Но разговаривал профессор весьма доброжелательно. Он оказался симпатичным, молодо выглядящим стариканом, из тех, что ежегодно, не прилагая к этому никаких усилий, поражают сердца десятка-другого первокурсниц и пожизненно становятся кумирами лаборанток, аспиранток и ассистенток собственной кафедры. Среднего роста, седой, аккуратная гладкая прическа; белый тщательно отглаженный халат уже давно не сходится на животе, поэтому появилась привычка не застегивать «эту тряпку, которая бессовестно садится после каждой стирки»; под халатом — элегантнейший черный костюм и чертовски дорогой галстук; голос обворожительный, любой проповедник за такой продал бы душу кому угодно… И, как ни смешно, экстравагантная манера поведения была обусловлена наивным стремлением педагога заставить студента додуматься до истины самостоятельно. Кстати, именно этому педагогу это удавалось.

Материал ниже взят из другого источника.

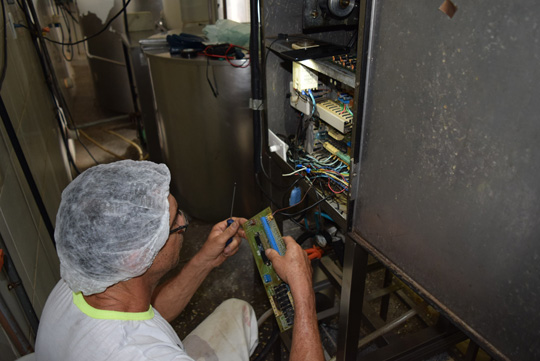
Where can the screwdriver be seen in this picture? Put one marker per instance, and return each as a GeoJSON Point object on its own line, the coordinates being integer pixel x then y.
{"type": "Point", "coordinates": [230, 220]}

— Что вы можете мне рассказать об ощущениях, которые испытывают умершие люди? Как, собственно, воспринимается наступившая смерть?
— Как известно, описывают их довольно сходным образом: человек поднимается над собственным телом, душа летит по длинному коридору, в конце которого сияет необыкновенный свет… — Дана пожала плечами.

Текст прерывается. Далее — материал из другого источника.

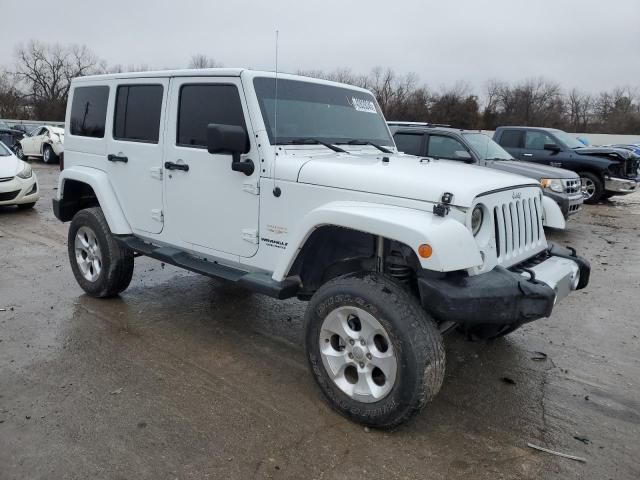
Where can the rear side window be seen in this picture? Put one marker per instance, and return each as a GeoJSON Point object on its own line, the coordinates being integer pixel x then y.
{"type": "Point", "coordinates": [201, 105]}
{"type": "Point", "coordinates": [512, 139]}
{"type": "Point", "coordinates": [89, 111]}
{"type": "Point", "coordinates": [410, 143]}
{"type": "Point", "coordinates": [535, 140]}
{"type": "Point", "coordinates": [137, 114]}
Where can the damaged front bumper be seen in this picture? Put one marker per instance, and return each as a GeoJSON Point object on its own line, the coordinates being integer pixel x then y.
{"type": "Point", "coordinates": [620, 185]}
{"type": "Point", "coordinates": [514, 296]}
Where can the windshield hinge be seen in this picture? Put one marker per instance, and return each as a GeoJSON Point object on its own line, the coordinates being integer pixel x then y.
{"type": "Point", "coordinates": [157, 215]}
{"type": "Point", "coordinates": [251, 187]}
{"type": "Point", "coordinates": [250, 235]}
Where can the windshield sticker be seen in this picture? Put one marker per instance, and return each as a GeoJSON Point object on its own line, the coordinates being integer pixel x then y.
{"type": "Point", "coordinates": [363, 105]}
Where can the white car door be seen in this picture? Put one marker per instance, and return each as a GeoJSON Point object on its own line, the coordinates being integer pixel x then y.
{"type": "Point", "coordinates": [210, 207]}
{"type": "Point", "coordinates": [31, 145]}
{"type": "Point", "coordinates": [135, 143]}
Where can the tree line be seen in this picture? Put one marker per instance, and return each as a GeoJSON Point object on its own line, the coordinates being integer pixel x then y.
{"type": "Point", "coordinates": [37, 85]}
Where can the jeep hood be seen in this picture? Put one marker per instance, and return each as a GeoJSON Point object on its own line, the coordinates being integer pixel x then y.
{"type": "Point", "coordinates": [406, 176]}
{"type": "Point", "coordinates": [530, 169]}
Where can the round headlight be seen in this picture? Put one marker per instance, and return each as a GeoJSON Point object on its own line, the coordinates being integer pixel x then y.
{"type": "Point", "coordinates": [476, 219]}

Малдер прислонился к косяку и старательно молчал, чтобы не отвлекать напарницу. Это он был инициатором встречи и почти все, что мог сказать профессор Варнес, слышал не впервые.
— А как ученый вы можете поверить, что все так и происходит? — Профессор перебежал к окну, перевесил плакат с изображением скелета чуть пониже и вопросительно уставился на Скалли.
— Ну… — замялась она на мгновение, — это что-то вроде диссоциативного галлюцинаторного синдрома. Видения, порожденные сумеречным состоянием мозга.
— Вы знаете, что некоторые люди, пережившие клиническую смерть, будучи взрослыми, больше не могут носить часы? Даже механические часы начинают врать. А электронные показывают черт-те что и довольно быстро ломаются совсем. Я понимаю, это звучит по-дурацки, но, похоже, этот ваш диссоциативный галлюцинаторный синдром сопровождается переходом огромного количества энергии в другую форму. Вот, — профессор извиняющимся жестом развел пухлые ладони.